41 Esau haatte Jakob om de zegen, die zijn vader over hem had uitgesproken. En Esau dacht bij zichzelf: De tijd komt spoedig, dat men rouwt over mijn vader; dan zal ik mijn broer Jakob vermoorden.
Esaú concibió odio contra Jacob a causa de la bendición con que le había bendecido su padre; y dijo Esaú en su corazón: “Se acercan ya los días en que haré duelo por mi padre; después mataré a Jacob, mi hermano.”
42 Toen men aan Rebekka dit plan van haar oudsten zoon Esau overbracht, liet zij haar jongsten zoon Jakob roepen, en zei tot hem: Hoor eens, uw broer Esau wil wraak op u nemen en u vermoorden.
Rebeca tuvo noticia de las palabras de Esaú, su hijo mayor; por lo cual envió a llamar a Jacob, su hijo menor, y le dijo: “Mira, tu hermano Esaú quiere vengarse de ti, matándote.
43 Luister nu naar mij, mijn jongen. Maak u gereed, om naar mijn broer Laban in Charan te vluchten,
Ahora, pues, hijo mío, oye mi voz: levántate y huye a Harán, a casa de mi hermano Labán;
44 en blijf enige tijd bij hem, totdat de woede van uw broer is bekoeld.
y estarás con él algún tiempo, hasta que se apacigüe la cólera de tu hermano;
45 Wanneer de toorn van uw broer over u is bedaard, en hij vergeten is, wat ge hem hebt gedaan, zal ik bericht zenden en u terug laten halen.
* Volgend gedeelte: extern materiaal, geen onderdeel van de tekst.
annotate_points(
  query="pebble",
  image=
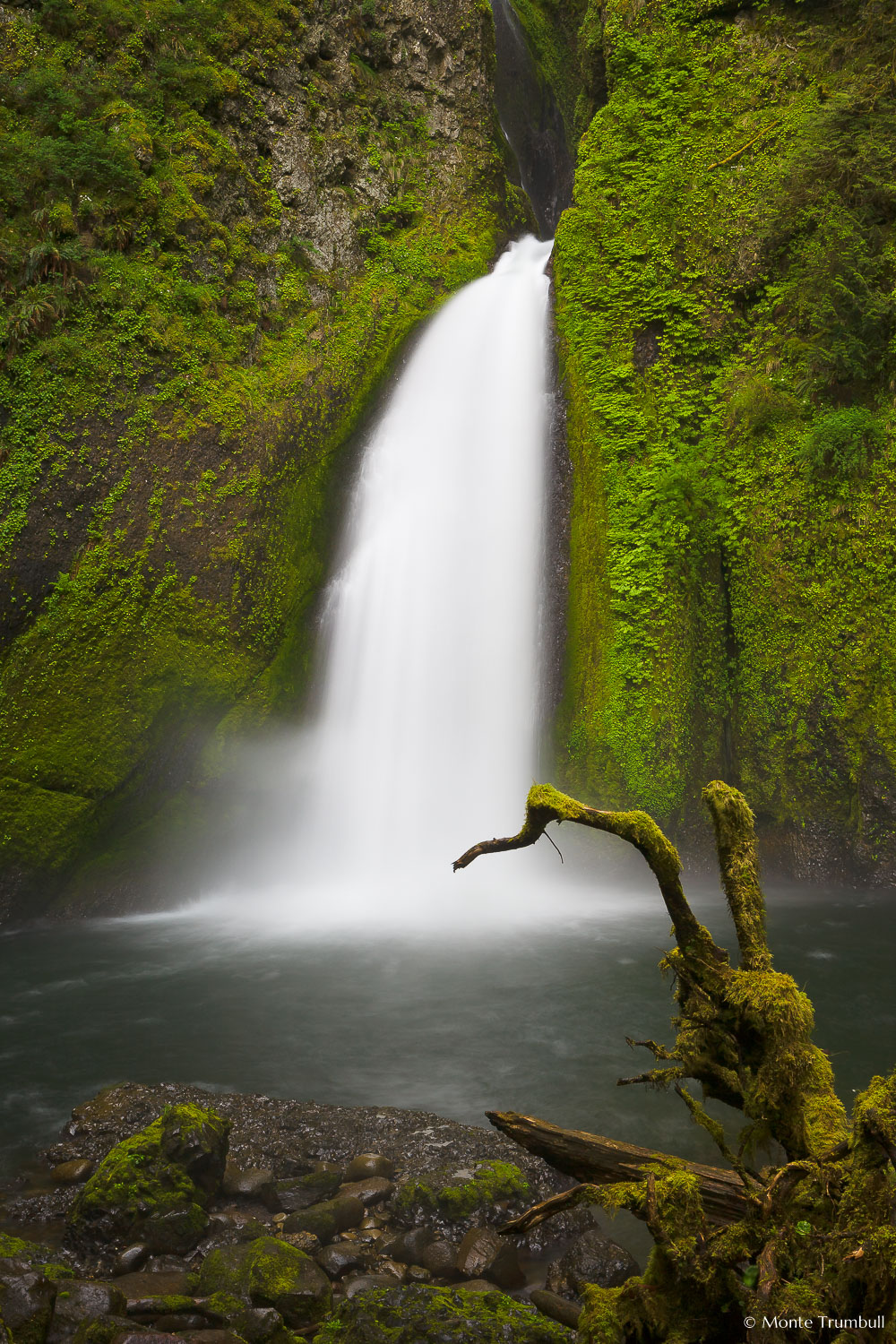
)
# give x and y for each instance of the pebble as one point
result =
(370, 1164)
(557, 1308)
(341, 1258)
(441, 1260)
(592, 1258)
(132, 1257)
(373, 1190)
(362, 1282)
(73, 1172)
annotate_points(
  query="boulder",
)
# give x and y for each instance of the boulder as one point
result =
(26, 1301)
(271, 1273)
(370, 1164)
(343, 1257)
(327, 1219)
(45, 1258)
(592, 1258)
(250, 1183)
(417, 1314)
(306, 1191)
(373, 1190)
(556, 1308)
(155, 1185)
(80, 1300)
(73, 1172)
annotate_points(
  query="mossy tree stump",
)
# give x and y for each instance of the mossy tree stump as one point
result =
(807, 1238)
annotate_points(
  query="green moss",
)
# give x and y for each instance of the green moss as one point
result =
(724, 303)
(174, 413)
(158, 1182)
(269, 1273)
(457, 1201)
(42, 1257)
(413, 1314)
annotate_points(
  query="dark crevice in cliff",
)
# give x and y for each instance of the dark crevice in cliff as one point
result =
(532, 123)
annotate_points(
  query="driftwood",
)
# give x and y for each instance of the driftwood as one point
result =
(806, 1236)
(603, 1161)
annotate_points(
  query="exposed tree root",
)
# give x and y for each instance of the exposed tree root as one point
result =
(812, 1236)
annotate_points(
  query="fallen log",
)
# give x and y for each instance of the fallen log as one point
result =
(603, 1161)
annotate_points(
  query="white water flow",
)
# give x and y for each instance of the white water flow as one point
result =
(426, 736)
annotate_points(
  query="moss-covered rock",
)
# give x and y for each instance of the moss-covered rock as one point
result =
(26, 1301)
(422, 1314)
(328, 1218)
(724, 301)
(45, 1258)
(269, 1273)
(156, 1185)
(457, 1199)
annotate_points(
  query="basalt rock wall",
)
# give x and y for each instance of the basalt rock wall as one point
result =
(220, 222)
(724, 297)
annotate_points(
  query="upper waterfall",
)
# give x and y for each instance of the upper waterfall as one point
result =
(426, 730)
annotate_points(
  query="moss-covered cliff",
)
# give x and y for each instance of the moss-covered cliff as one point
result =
(726, 312)
(220, 220)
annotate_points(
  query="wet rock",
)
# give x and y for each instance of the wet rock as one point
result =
(306, 1191)
(167, 1265)
(441, 1260)
(477, 1250)
(78, 1300)
(557, 1308)
(384, 1265)
(306, 1242)
(505, 1269)
(343, 1257)
(182, 1322)
(150, 1308)
(366, 1284)
(408, 1246)
(271, 1273)
(327, 1219)
(592, 1258)
(414, 1314)
(73, 1172)
(207, 1338)
(250, 1183)
(132, 1258)
(43, 1258)
(142, 1287)
(155, 1185)
(134, 1336)
(257, 1324)
(417, 1274)
(26, 1300)
(373, 1190)
(370, 1164)
(101, 1330)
Waarom zou ik u beiden op één dag verliezen!
hasta que la ira de tu hermano se aparte de ti, y él se olvide de lo que le has hecho. Yo entonces enviaré por ti y te traeré de allá. ¿Por qué he de quedar privada de vosotros dos en un mismo día?
46 Toen zei Rebekka tot Isaäk: Het leven walgt me al om de dochters van Chet. Als nu ook Jakob een vrouw neemt uit de meisjes van het land, wat heb ik dan aan mijn leven?
Y dijo Rebeca a Isaac: “Me da fastidio el vivir, a causa de las hijas de Het. Si Jacob toma mujer de las hijas de Het, como estas, de las hijas de este país, ¿para qué seguir viviendo?”